Hi, i wonder if anyone else out there has felt like this...
I have 2 DDs 25 months and 9 months. DD1 never stopped BF throughout my pregnancy though did cut down a lot. After DD2 arrived DD1 thought it was brilliant as there was milk everywhere - I mean everywhere - and started nursing many times a day (though she has been night weened since about 12 months)
This has been fine and we have settled into a her feeding first and last thing and sometimes in the day if she is particularly grumpy, tired or had a big fall.
This has been working OK but in the last few weeks I have been having more and more feelings of aversion when she latches on. I had this before when i was pregnant but I knew that there was an end to this and many hormones to blame. What do I do now - I don't want to be the one to force weaning for her and trust me she does NOT want to stop mummy milkie. It is particularly bad when I'm tired.

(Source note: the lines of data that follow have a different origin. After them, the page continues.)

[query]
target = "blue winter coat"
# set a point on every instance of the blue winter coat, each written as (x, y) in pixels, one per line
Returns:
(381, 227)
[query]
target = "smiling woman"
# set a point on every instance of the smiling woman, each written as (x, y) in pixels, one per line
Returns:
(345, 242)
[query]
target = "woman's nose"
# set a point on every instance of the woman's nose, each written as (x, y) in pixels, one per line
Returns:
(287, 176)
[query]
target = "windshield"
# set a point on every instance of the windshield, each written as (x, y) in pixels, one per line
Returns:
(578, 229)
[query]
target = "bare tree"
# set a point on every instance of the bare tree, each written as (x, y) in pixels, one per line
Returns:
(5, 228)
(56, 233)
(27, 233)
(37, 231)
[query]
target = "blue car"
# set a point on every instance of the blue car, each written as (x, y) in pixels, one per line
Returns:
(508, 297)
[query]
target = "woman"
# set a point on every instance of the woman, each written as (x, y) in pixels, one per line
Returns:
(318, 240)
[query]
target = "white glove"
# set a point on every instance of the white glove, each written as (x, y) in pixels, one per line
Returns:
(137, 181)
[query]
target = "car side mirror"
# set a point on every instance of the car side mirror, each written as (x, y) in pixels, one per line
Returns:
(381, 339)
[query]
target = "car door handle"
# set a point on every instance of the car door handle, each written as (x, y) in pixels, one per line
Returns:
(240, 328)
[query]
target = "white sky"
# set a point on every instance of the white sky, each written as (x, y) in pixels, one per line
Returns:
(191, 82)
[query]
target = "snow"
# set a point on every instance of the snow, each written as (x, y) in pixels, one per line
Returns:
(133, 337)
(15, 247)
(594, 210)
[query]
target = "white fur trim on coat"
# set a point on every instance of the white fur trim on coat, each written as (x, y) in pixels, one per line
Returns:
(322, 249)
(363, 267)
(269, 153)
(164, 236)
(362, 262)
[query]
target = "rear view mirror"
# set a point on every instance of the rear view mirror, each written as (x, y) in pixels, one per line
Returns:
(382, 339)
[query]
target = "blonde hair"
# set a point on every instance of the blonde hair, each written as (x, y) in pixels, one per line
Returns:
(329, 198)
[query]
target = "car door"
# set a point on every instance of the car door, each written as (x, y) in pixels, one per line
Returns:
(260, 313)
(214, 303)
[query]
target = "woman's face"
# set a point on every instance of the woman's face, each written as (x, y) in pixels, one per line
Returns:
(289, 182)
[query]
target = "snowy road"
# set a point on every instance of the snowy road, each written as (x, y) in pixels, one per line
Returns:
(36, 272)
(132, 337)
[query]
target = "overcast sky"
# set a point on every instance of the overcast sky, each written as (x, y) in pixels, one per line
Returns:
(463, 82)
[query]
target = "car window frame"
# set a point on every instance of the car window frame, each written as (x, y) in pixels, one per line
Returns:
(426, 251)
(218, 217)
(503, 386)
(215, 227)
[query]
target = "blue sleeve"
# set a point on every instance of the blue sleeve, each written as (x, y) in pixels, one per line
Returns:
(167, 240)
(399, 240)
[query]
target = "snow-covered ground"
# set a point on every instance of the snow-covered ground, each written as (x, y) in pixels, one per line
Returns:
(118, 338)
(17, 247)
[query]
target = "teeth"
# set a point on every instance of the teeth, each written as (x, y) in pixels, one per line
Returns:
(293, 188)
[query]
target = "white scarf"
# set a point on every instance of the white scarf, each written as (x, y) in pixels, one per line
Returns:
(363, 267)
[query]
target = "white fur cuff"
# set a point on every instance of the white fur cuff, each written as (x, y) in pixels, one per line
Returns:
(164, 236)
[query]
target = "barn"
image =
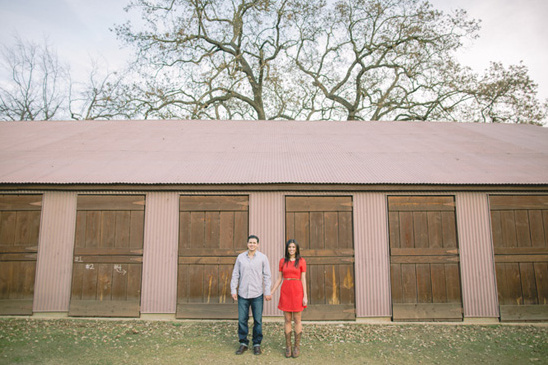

Any suggestions very gratefully received or just someone to tell me I'm not alone or horrible for feeling like this. It upsets me so much to get so upset in myself I have to stop her before she's ready as I can feel the rage growing inside me and I want to put her out the window (written down this looks scary and I want to say I never never would, more likely just collapse in a blubbering heap)
I don't feel like this at all when DD2 feeds (good thing really as she feeds to sleep) and other times it feels as great as it has for the last 2 years being able to connect and have such a loving time with both my girls.